10 Replies Latest reply on Aug 23, 2011 10:05 AM by akhal

    OpenCL Performance on CPUs

    akhal

      Hello

      I have implemented few normal looping applications in OpenMP, TBB and OpenCL. In all these applications, OpeCL gives far better performance than others too when I am only running it on CPU with no specific optimizations done in kernels. OpenMP and TBB gives good performance too but far less than OpenCL, what could be reason for it because these both are CPU specialized frameworks and should gives at least a performance equal to OpenMP/TBB or should be less than them as it is more GPU oriented.

      My second concern is that when it comes to OpenMP and TBB, OpenMP is always better in performance than TBB in my implementations in which I havent tuned it for a very good optimizations as I am not so expert. Is there a reason that OpenMP is normally better in performance than TBB? Because I think they both or even OpenCL too uses same kind of thread pooling at low level.... Any expert opinions? Thanks

        • OpenCL Performance on CPUs
          rick.weber

          OpenCL has optimizations turned on by default. To disable them, you have to pass -cl-no-optimizations to the compiler (or something to that effect). If you don't have optimizations turned on in your TBB and OpenMP tests, then you're comparing optimized OpenCL code to unoptimized OpenMP code.
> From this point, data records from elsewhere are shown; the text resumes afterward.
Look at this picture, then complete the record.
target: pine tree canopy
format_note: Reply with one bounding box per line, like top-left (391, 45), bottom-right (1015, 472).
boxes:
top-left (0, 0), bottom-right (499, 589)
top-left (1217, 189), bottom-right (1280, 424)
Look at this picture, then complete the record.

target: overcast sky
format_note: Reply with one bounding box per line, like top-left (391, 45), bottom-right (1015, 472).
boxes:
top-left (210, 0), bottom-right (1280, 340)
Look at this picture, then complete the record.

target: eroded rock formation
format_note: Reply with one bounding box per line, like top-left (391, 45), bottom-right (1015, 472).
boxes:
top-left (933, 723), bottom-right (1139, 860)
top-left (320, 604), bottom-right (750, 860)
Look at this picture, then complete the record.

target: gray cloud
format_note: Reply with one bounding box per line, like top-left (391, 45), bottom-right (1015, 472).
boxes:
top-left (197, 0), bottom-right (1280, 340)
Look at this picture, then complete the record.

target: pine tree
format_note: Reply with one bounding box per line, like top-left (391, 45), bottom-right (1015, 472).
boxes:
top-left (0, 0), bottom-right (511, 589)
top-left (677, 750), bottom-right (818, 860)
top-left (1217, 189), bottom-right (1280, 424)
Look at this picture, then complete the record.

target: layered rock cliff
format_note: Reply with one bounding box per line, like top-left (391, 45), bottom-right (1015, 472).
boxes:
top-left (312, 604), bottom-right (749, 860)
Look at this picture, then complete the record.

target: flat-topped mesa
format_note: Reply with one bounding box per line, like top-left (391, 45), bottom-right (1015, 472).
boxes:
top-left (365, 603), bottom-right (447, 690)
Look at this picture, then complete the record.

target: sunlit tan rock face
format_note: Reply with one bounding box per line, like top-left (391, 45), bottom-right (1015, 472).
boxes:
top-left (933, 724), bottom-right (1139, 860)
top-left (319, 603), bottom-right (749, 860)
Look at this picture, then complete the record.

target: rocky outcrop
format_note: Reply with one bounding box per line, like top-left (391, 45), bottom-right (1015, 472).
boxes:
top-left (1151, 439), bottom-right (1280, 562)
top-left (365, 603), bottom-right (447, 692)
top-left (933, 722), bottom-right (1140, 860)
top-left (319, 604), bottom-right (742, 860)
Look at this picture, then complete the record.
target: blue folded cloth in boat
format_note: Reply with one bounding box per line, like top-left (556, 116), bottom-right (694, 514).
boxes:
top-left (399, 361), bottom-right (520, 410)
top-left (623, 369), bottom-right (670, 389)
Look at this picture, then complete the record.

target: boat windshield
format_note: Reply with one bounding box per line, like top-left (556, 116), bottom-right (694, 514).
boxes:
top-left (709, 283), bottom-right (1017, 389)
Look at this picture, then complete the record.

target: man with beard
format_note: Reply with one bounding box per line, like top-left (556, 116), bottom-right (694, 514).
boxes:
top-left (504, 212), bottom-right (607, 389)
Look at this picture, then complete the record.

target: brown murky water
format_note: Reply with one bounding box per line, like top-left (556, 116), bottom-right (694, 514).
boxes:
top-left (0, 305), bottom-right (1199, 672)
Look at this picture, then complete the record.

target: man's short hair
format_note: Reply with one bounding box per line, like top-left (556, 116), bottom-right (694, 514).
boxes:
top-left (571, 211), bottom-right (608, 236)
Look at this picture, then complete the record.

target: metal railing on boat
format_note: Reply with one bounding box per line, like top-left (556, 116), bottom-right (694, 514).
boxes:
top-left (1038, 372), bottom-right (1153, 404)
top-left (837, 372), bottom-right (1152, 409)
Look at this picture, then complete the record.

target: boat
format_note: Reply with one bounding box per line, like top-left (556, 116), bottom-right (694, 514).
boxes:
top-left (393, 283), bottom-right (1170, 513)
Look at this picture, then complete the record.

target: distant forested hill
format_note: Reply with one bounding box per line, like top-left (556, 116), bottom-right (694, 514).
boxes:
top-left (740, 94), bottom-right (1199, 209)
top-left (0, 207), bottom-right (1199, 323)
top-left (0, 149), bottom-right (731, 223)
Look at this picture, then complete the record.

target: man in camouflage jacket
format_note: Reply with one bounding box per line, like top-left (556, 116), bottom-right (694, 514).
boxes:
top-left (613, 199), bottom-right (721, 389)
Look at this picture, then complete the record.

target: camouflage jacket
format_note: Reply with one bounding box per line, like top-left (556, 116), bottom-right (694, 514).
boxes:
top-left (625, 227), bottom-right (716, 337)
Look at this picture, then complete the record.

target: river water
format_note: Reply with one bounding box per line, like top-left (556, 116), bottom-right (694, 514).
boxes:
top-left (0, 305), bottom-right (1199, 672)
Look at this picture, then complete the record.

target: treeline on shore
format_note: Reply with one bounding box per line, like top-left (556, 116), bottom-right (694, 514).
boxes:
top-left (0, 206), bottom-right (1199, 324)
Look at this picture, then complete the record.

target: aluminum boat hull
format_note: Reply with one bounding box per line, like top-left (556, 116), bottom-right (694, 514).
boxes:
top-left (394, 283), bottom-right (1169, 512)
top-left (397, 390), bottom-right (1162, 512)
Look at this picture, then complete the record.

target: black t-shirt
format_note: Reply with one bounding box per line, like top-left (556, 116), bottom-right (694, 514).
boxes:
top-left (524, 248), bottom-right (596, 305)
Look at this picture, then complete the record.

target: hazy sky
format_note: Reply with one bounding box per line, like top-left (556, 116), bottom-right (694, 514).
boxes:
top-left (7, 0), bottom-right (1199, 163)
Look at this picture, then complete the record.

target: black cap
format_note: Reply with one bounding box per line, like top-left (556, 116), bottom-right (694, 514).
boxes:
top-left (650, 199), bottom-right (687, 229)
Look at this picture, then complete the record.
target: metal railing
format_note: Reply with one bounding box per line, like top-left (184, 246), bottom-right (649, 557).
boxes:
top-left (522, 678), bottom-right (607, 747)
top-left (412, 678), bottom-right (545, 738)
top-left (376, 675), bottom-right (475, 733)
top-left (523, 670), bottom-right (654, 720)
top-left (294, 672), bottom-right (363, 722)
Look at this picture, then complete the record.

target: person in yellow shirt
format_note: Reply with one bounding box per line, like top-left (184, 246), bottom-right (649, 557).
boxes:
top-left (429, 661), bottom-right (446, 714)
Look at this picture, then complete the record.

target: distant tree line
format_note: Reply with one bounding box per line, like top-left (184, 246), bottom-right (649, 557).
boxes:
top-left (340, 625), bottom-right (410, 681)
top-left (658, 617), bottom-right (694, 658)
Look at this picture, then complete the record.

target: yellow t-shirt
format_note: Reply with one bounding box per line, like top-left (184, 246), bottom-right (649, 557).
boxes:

That would account for the discrepancy.

            • OpenCL Performance on CPUs
              nareshsankapelly

              Hi Akhal,

              I agree with Rick.Weber as far as OpenCL is concerned. The perfomance of TBB and(or) OpenMP purely depends on your implementation. You can't generalize that OpenMP always out performs TBB. Maybe loadbalancing overhead in TBB is one of the reasons for this. Selecting the proper chunk size will also affect the performance.   

              It would be easy for anyone to analyze if you could post your code snippets for both the cases.  

                • OpenCL Performance on CPUs
                  akhal

                  Thanks Mr nareshsankapelly

                  Yea you are right about chunksizes optimizations in case of OpenMP or TBB, but actually my codes dont specify any chunksizes in both cases; it uses "schedule(static)" in OpenMP and leaves chunksize estimation on compiler in TBB too by not specifying any size and use "auto-patitioner". In this case my all implementations of OpenMP outperform TBB, does that mean that the runtime scheduler of OpenMP is better?

                    • OpenCL Performance on CPUs
                      nareshsankapelly

                      You have to use "-cl-no-optimizations" flag in clBuildProgram function. 

                        • OpenCL Performance on CPUs
                          akhal

                          I searched OpenCL specifications for clBuildProgram and its 4th argument is for optimizations which takes "-cl-opt-disable" flag to turn off all optimizations, but When I use this flag, I get "undefined -cl-opt-disable" error, doest this means my OpenCL SDK doesnt support this yet ? I am using the latest AMD SDK...

                            • OpenCL Performance on CPUs
                              genaganna

                               

                              Originally posted by: akhal I searched OpenCL specifications for clBuildProgram and its 4th argument is for optimizations which takes "-cl-opt-disable" flag to turn off all optimizations, but When I use this flag, I get "undefined -cl-opt-disable" error, doest this means my OpenCL SDK doesnt support this yet ? I am using the latest AMD SDK...

                               

                              I am able to use this flag without any problem.  Could you please us following information

                              OS, CPU, GPU, SDK version and Driver version.

                              • OpenCL Performance on CPUs
                                nareshsankapelly

                                 

                                Originally posted by: akhal I searched OpenCL specifications for clBuildProgram and its 4th argument is for optimizations which takes "-cl-opt-disable" flag to turn off all optimizations, but When I use this flag, I get "undefined -cl-opt-disable" error, doest this means my OpenCL SDK doesnt support this yet ? I am using the latest AMD SDK...

                                 

                                AFIK, It should work with latest SDK. I tried to use the same at my end. It is working fine.  

                                 

                            • OpenCL Performance on CPUs
                              nareshsankapelly

                               

                              Originally posted by: akhal Thanks Mr nareshsankapelly

                               

                              Yea you are right about chunksizes optimizations in case of OpenMP or TBB, but actually my codes dont specify any chunksizes in both cases; it uses "schedule(static)" in OpenMP and leaves chunksize estimation on compiler in TBB too by not specifying any size and use "auto-patitioner". In this case my all implementations of OpenMP outperform TBB, does that mean that the runtime scheduler of OpenMP is better?

                               

                              AFAIK, schedule(static) assigns chunks statically to threads. But, TBB does load balancing with auto_partitioner also. 

                               

                          • OpenCL Performance on CPUs
                            akhal

                            Thanks for the hints but I actually compiled all my applications with intel compiler and I passed -O0 option to turn off automatic optimizations by the compiler as "icc -O0 -g ....."  and I thought thats enough to stop compiler from optimizations by itself; if thats not enough, how do I use "-cl-no-optimizations" while compiling my code?